From: Alex Elder <elder@inktank.com>
To: Sage Weil <sage@inktank.com>
Cc: ceph-devel@vger.kernel.org
Subject: Re: [PATCH 3/3] libceph: WARN, don't BUG on unexpected connection states
Date: Thu, 27 Dec 2012 20:01:47 -0600 [thread overview]
Message-ID: <50DCFD8B.7000603@inktank.com> (raw)
In-Reply-To: <alpine.DEB.2.00.1212271655190.22449@cobra.newdream.net>
On 12/27/2012 06:57 PM, Sage Weil wrote:
> I agree that we should do BUG -> WARN on con->state everywhere.
>
> But I don't think we should drop any of them, yet. For Ugis's particular
> crash, it was fail_protocol()'s fault... see my other patch. The rest of
> the time, a socket close should be caught at the top of con_work().
I looked at it again, and I think you're right. I'd rather keep
the constraints in anyway. So I will remove that last hunk from
this patch.
> For any other cases where we see con->state changing when we don't expect
> it to, let's look at them on a case-by-case basis and address them in
> separate patches?
Good plan. With WARN_ON() rather than BUG_ON() if we find something
we got wrong it won't be a serious problem.
-Alex
> sage
>
>
> On Thu, 27 Dec 2012, Alex Elder wrote:
>
>> A number of assertions in the ceph messenger are implemented with
>> BUG_ON(), killing the system if connection's state doesn't match
>> what's expected. At this point our state model is (evidently) not
>> well understood enough for these assertions to trigger a BUG().

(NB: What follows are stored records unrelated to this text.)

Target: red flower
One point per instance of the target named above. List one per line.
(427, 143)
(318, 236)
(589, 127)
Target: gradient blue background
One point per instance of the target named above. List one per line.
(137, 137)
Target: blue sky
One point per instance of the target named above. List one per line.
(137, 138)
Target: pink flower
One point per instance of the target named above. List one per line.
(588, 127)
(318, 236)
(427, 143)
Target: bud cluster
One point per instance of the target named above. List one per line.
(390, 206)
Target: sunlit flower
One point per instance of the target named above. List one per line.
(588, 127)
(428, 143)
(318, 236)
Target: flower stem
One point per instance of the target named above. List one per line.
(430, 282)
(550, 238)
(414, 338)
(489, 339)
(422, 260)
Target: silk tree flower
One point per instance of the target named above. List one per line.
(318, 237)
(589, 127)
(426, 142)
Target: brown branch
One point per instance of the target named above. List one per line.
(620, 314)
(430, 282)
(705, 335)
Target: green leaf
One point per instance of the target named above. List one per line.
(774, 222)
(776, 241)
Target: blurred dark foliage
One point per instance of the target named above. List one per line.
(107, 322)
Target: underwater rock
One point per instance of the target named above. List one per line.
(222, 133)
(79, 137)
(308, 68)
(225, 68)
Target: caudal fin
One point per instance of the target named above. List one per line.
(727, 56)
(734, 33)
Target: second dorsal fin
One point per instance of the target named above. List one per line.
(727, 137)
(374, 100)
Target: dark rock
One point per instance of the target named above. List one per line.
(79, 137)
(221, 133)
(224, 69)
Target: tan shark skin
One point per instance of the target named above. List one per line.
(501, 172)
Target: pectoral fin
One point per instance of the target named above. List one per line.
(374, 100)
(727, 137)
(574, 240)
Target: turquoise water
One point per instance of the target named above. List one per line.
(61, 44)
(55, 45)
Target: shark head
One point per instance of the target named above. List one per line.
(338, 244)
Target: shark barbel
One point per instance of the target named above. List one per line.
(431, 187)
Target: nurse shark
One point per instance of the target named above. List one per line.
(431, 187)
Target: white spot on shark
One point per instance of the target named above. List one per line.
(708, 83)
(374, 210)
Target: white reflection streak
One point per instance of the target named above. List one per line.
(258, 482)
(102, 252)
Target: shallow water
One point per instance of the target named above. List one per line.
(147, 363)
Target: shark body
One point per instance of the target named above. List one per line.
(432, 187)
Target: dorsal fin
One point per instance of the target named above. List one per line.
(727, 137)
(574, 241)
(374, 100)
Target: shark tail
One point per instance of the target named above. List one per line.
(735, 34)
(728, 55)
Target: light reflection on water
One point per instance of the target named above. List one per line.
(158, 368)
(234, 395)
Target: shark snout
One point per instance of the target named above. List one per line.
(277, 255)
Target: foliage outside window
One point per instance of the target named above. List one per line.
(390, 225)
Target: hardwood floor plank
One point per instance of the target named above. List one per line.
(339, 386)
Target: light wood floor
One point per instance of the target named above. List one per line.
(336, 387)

>> Convert all BUG_ON(con->state...) calls to be WARN_ON(con->state...)
>> so we learn about these issues without killing the machine.
>>
>> We now recognize that a connection fault can occur due to a socket
>> closure at any time, regardless of the state of the connection. So
>> there is really nothing we can assert about the state of the
>> connection at that point so eliminate that assertion.
>>
>> Reported-by: Ugis <ugis22@gmail.com>
>> Tested-by: Ugis <ugis22@gmail.com>
>> Signed-off-by: Alex Elder <elder@inktank.com>
>> ---
>> net/ceph/messenger.c | 13 ++++---------
>> 1 file changed, 4 insertions(+), 9 deletions(-)
>>
>> diff --git a/net/ceph/messenger.c b/net/ceph/messenger.c
>> index 4d111fd..075b9fd 100644
>> --- a/net/ceph/messenger.c
>> +++ b/net/ceph/messenger.c
>> @@ -561,7 +561,7 @@ void ceph_con_open(struct ceph_connection *con,
>> mutex_lock(&con->mutex);
>> dout("con_open %p %s\n", con, ceph_pr_addr(&addr->in_addr));
>>
>> - BUG_ON(con->state != CON_STATE_CLOSED);
>> + WARN_ON(con->state != CON_STATE_CLOSED);
>> con->state = CON_STATE_PREOPEN;
>>
>> con->peer_name.type = (__u8) entity_type;
>> @@ -1509,7 +1509,7 @@ static int process_banner(struct ceph_connection *con)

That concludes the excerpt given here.